Discipline data drew particular attention. Brian said classroom exclusions last year were “upwards of 500–600” incidents and estimated roughly 200–220 different students experienced removals at least once — about a quarter of the student body. He said exclusions are down by roughly 100 so far this year but remain a major concern because they remove students from instruction.
Committee members asked whether the same students were repeatedly excluded and whether the school had a graduated discipline flow. Brian said a concentrated group of repeat offenders exists but many incidents are one-offs; he acknowledged the district does not operate from a strict, state-style progressive flowchart and said the school relies on conversations, lunch detention, parent involvement and staff supports to address repeat behaviors.
“We don’t have a specific flowchart like a progressive discipline... If a kid is getting removed multiple times, then we’re typically on them,” Brian said, describing interventions that include moving students to different classrooms to find better teacher-student fits and increased parent engagement.
To address inconsistent practice, Brian said he conducted a teaming inventory and found 13 different teams in the building. He consolidated those structures into a single clear tier 1 team and a tier 2 team, standardized meeting cadences with documented agendas, and set administrative walkthrough targets to give teachers more consistent, timely feedback.
“We set a goal for a certain number of walk throughs and how many classrooms we wanted to get into for the year,” he said, adding that walkthrough data now guides professional development and staff meetings.
On scheduling, Brian told the board staff had varied grading weights under standards-based grading, so he aligned gradebooks more closely with the high school to make results clearer for students and families.
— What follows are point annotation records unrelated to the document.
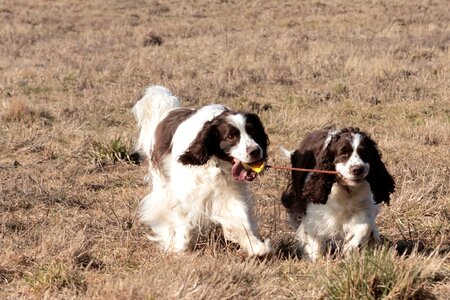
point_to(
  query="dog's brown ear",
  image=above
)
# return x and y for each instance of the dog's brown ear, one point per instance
(381, 181)
(202, 147)
(318, 187)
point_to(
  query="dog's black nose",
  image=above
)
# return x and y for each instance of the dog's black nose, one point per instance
(357, 170)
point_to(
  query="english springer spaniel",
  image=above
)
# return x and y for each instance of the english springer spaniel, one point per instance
(339, 207)
(195, 165)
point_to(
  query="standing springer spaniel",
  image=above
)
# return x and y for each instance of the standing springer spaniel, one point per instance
(195, 165)
(339, 207)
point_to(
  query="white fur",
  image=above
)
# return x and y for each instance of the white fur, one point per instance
(149, 111)
(353, 161)
(188, 198)
(348, 215)
(245, 141)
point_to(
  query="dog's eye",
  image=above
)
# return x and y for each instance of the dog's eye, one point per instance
(231, 137)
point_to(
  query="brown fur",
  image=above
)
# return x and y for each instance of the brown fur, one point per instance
(311, 154)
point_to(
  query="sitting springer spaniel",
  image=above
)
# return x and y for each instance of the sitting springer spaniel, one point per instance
(336, 207)
(195, 165)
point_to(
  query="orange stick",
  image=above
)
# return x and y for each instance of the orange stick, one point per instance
(302, 170)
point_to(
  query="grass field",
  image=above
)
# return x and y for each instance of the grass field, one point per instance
(70, 71)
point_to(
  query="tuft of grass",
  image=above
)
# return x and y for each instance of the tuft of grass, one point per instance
(111, 151)
(54, 277)
(380, 274)
(20, 111)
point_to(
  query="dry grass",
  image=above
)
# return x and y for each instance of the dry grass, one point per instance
(71, 71)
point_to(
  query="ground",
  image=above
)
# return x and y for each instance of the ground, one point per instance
(72, 70)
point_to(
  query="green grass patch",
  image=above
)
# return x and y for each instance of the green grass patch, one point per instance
(380, 274)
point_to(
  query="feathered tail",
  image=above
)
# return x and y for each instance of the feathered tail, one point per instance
(149, 111)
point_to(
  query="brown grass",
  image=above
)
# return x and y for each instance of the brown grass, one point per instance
(71, 71)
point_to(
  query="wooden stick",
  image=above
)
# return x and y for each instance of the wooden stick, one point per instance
(302, 170)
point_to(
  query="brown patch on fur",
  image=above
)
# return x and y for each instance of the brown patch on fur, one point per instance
(311, 154)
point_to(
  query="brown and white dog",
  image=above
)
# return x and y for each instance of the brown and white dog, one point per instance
(195, 165)
(339, 207)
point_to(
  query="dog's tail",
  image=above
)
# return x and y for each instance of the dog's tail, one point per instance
(149, 111)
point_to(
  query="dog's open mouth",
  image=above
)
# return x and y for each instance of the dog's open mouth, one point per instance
(239, 172)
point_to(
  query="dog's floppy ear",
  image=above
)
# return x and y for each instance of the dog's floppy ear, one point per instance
(318, 186)
(255, 128)
(202, 147)
(381, 182)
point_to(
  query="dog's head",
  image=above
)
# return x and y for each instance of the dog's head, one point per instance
(356, 158)
(235, 137)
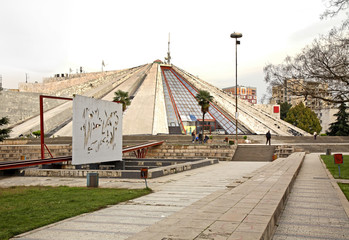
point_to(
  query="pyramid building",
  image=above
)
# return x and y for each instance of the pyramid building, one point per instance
(163, 102)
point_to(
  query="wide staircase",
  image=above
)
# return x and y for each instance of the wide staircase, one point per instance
(257, 153)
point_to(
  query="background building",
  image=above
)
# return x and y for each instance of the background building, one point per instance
(292, 92)
(245, 93)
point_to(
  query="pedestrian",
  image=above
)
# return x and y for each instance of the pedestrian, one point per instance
(268, 136)
(193, 135)
(200, 137)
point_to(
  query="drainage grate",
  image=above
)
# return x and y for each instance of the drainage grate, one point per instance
(320, 178)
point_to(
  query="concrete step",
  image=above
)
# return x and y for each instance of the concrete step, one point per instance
(254, 153)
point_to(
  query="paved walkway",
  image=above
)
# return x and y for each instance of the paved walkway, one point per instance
(314, 209)
(210, 203)
(172, 193)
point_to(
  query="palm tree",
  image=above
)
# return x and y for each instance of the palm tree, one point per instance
(5, 131)
(204, 98)
(123, 98)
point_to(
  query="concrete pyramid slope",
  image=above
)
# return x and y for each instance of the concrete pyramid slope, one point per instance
(254, 153)
(155, 107)
(57, 116)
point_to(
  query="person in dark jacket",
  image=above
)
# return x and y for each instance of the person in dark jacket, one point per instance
(268, 136)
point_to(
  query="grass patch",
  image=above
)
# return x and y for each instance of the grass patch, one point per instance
(345, 189)
(333, 168)
(25, 208)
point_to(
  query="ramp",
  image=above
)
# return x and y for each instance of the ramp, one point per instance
(256, 153)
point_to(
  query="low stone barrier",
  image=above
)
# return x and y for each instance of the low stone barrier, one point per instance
(152, 173)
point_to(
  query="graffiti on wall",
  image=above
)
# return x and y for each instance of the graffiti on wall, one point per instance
(97, 134)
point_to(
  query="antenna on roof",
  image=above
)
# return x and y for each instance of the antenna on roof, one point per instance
(168, 58)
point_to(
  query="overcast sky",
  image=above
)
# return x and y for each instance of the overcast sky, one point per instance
(44, 37)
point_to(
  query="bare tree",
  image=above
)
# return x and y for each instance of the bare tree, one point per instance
(321, 70)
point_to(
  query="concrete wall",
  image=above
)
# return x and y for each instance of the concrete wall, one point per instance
(138, 118)
(160, 115)
(269, 108)
(55, 86)
(326, 117)
(19, 106)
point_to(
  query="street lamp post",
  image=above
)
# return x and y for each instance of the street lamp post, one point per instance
(236, 36)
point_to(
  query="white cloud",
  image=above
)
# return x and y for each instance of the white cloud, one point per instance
(47, 37)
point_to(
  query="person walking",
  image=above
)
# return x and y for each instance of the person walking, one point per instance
(193, 135)
(200, 138)
(268, 136)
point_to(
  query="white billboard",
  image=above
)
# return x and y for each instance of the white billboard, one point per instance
(97, 130)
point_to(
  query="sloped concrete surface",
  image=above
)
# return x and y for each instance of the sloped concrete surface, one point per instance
(313, 210)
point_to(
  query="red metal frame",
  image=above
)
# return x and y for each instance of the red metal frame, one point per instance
(140, 151)
(42, 133)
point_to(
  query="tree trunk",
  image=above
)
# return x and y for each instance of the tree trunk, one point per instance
(203, 122)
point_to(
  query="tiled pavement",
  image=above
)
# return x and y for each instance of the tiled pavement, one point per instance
(208, 203)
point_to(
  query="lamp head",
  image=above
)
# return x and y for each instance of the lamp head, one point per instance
(235, 35)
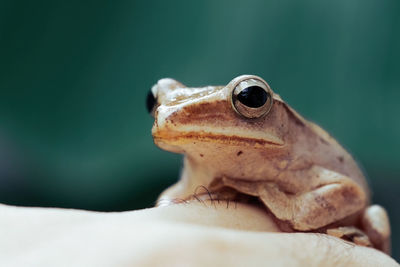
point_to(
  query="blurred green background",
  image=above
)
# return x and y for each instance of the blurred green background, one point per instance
(74, 131)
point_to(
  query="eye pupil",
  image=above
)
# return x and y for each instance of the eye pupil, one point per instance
(253, 96)
(150, 101)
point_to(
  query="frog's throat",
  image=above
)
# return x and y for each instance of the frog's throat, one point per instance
(189, 137)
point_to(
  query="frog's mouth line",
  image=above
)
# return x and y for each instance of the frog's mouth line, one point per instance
(189, 137)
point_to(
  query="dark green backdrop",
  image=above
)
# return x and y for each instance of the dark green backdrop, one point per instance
(74, 131)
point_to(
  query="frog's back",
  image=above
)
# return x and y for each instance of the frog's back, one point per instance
(323, 150)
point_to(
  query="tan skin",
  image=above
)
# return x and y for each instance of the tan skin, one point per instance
(304, 178)
(191, 234)
(196, 232)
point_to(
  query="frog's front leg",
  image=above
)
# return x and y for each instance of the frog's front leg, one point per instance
(331, 197)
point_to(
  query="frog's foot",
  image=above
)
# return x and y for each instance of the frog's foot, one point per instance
(352, 234)
(375, 223)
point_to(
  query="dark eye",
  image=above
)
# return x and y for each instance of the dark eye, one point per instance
(252, 98)
(150, 102)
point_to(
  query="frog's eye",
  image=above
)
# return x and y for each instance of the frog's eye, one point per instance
(252, 98)
(151, 102)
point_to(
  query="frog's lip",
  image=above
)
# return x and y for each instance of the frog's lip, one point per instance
(181, 138)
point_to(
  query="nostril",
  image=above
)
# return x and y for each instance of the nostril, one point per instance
(150, 102)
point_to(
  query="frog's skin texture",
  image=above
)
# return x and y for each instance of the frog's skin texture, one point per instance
(297, 170)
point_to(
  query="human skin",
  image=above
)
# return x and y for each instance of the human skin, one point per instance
(188, 234)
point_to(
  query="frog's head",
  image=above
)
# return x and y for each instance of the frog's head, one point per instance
(241, 115)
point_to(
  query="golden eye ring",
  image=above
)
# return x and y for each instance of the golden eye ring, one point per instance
(251, 96)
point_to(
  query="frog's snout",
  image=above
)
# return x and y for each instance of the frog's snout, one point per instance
(158, 93)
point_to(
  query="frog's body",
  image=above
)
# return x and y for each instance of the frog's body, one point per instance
(299, 172)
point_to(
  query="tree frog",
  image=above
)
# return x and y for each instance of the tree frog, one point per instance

He also said the school is working to embed intervention and enrichment in the master schedule — particularly for sixth grade — rather than offering supports outside the regular day, though he cited staffing and bargaining language as constraints on moving to a seven-period day now.
Board members welcomed the clarity of the presentation and asked how the school will measure progress. Brian said success metrics will include fewer discipline referrals and classroom exclusions, improved attendance, rising test scores and more positive community feedback.
On operational details they discussed, Brian described cell-phone restrictions he used previously (no phones bell to bell, parent pickup penalties for repeat offenses) and said simple changes in lunchtime and outdoor rules reduced litter and increased student social interaction.
The study session adjourned with the board scheduling its business meeting in two weeks.